A very commonly used design pattern is to apply a function to all unique pairs of elements in a container, e.g.
f(x,y) = x*y
a = randn(5)
ret = eltype(a)[] #the example returns a vector, but in this case an UpperTriangular Matrix might be better.
for i in 1:(length(a-1))
for j in (i+1):length(a)
push!(ret, f(a[i], a[j]))
end
end
(see e.g. Fast Numeric Computation in Julia for a use of pairwise), but it could also apply to all pairwise combination of columns or rows in a Matrix or higher-dimensional arrays.
Julia provides map for elementwise operations. Is there such a function for pairwise operations? Alternatively, if someone were to implement such a function, where would it be put?
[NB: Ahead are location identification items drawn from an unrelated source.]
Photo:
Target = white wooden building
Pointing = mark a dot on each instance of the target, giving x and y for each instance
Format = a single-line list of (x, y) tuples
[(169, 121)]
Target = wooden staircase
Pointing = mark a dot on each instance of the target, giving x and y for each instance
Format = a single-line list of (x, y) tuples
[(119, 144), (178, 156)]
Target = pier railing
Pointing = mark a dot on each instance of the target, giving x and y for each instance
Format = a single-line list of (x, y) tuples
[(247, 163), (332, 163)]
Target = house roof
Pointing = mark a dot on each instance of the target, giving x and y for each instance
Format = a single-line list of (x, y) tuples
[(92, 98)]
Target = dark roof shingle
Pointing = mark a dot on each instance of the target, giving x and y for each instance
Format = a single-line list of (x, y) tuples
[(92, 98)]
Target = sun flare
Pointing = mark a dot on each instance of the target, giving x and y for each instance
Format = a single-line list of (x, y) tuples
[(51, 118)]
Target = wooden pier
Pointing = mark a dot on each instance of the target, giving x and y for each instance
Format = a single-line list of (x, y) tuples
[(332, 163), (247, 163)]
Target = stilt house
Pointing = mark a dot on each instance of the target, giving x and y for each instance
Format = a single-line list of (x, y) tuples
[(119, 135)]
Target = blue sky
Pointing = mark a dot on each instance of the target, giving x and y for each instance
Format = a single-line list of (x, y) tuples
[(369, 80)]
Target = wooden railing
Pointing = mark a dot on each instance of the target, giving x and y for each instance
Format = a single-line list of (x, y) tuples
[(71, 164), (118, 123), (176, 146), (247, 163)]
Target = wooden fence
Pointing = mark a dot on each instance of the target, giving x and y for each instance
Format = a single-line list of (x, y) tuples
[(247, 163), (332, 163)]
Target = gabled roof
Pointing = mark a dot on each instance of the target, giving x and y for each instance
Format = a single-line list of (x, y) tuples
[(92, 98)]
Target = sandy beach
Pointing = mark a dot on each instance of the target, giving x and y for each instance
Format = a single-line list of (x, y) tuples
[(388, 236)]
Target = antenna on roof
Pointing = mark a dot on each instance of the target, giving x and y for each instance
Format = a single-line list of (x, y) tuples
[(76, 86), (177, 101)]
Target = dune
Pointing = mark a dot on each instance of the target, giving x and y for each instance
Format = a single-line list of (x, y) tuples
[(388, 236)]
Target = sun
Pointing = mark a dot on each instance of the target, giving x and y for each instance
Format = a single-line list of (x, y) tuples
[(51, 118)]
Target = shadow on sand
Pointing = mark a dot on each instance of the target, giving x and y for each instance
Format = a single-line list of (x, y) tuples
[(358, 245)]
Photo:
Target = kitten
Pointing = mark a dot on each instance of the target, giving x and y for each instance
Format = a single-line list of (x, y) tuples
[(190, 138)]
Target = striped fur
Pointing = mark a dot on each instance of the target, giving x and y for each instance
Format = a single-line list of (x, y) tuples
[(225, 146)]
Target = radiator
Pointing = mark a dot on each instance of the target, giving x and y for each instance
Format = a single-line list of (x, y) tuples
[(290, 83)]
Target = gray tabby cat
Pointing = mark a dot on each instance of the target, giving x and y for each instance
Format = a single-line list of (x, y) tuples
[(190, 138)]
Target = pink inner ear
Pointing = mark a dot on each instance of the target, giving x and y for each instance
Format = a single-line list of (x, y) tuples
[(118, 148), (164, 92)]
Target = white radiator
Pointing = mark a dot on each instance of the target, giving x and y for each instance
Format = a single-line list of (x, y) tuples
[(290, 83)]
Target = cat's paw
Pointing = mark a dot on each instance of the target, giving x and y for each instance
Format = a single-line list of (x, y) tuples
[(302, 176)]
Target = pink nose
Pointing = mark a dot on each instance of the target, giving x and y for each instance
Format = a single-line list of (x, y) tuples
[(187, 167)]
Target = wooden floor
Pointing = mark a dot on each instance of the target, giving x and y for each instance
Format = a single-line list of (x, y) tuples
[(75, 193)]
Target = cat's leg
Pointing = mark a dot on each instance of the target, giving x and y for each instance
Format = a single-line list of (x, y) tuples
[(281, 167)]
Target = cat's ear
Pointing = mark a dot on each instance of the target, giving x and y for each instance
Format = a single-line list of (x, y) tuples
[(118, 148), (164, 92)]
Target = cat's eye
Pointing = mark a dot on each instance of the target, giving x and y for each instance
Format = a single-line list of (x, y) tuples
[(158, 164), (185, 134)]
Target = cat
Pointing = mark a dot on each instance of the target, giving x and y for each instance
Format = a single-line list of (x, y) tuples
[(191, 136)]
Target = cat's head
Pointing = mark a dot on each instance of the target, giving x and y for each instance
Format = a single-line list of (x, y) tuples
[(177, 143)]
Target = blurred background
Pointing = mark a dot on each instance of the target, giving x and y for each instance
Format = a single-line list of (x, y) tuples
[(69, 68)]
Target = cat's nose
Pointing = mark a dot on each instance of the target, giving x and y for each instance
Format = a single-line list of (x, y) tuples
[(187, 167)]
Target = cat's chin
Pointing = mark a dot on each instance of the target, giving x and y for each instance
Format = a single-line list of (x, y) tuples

It should be so relatively general that it should be close to Base, I think to be really interesting, or perhaps somewhere like Iterators.jl?
Distances.jl has a pairwise function that implements some of this functionality efficiently, but AFAICS not all of it.
Thanks!
I’m not aware of such functionality. My sense is that there’s a lot of useful abstractions that aren’t quite useful enough for someone to have built them, made them robust and decided to maintain them in the future.
In general, I very strongly encourage building all new functionality in a package that you both control and maintain. Base might be a good place for this, but it’s much better for everyone to start with functionality outside of Base.
On a sidenote, I’d want to know whether you want pairwise_map(f, M), which applies f to all pairs of entries in M, or whether you want map(f, pairs(x, y)), which takes two iterators and combines them into a single iterator that is mapped into a vector or other flat iterable.
Ah, yes, I had a feeling the answer might be something like that. Well I definitely would find something like this useful so I might give it a stab sometime (or @ChrisRackauckas would it belong in GitHub - ChrisRackauckas/VectorizedRoutines.jl: Familiar vectorized routines from R/Python/MATLAB, plus some more. ?)
I think I’d want pairwise_map(f, M), perhaps with pairwise_mapslices(f, M) for multidimensional arrays. The return type is also tricky - maybe it should be an UpperTriangular (for linear containers)?
Yes, this is exactly the kind of stuff I’m gathering there if it has no other home!
This sounds like you’re assuming that the function being applied pairwise is symmetric, no?
argh, yes I was. Good point!
@mkborregaard, your code doesn’t work… I get the following error with Julia 1.1.1:
MethodError: no method matching -(::Array{Float64,1}, ::Int64) Closest candidates are: -(!Matched::Complex{Bool}, ::Real) at complex.jl:298 -(!Matched::Missing, ::Number) at missing.jl:97 -(!Matched::Base.CoreLogging.LogLevel, ::Integer) at logging.jl:107 ... top-level scope at none:0
What is wrong?
I presume it was meant to be for i in 1:(length(a)-1). Since we’re here, note that this is the same as
[f(x,y) for (i,x) in enumerate(a), (j,y) in enumerate(a) if i>j]
Ah! Didn’t think about the array comprehesion! Good!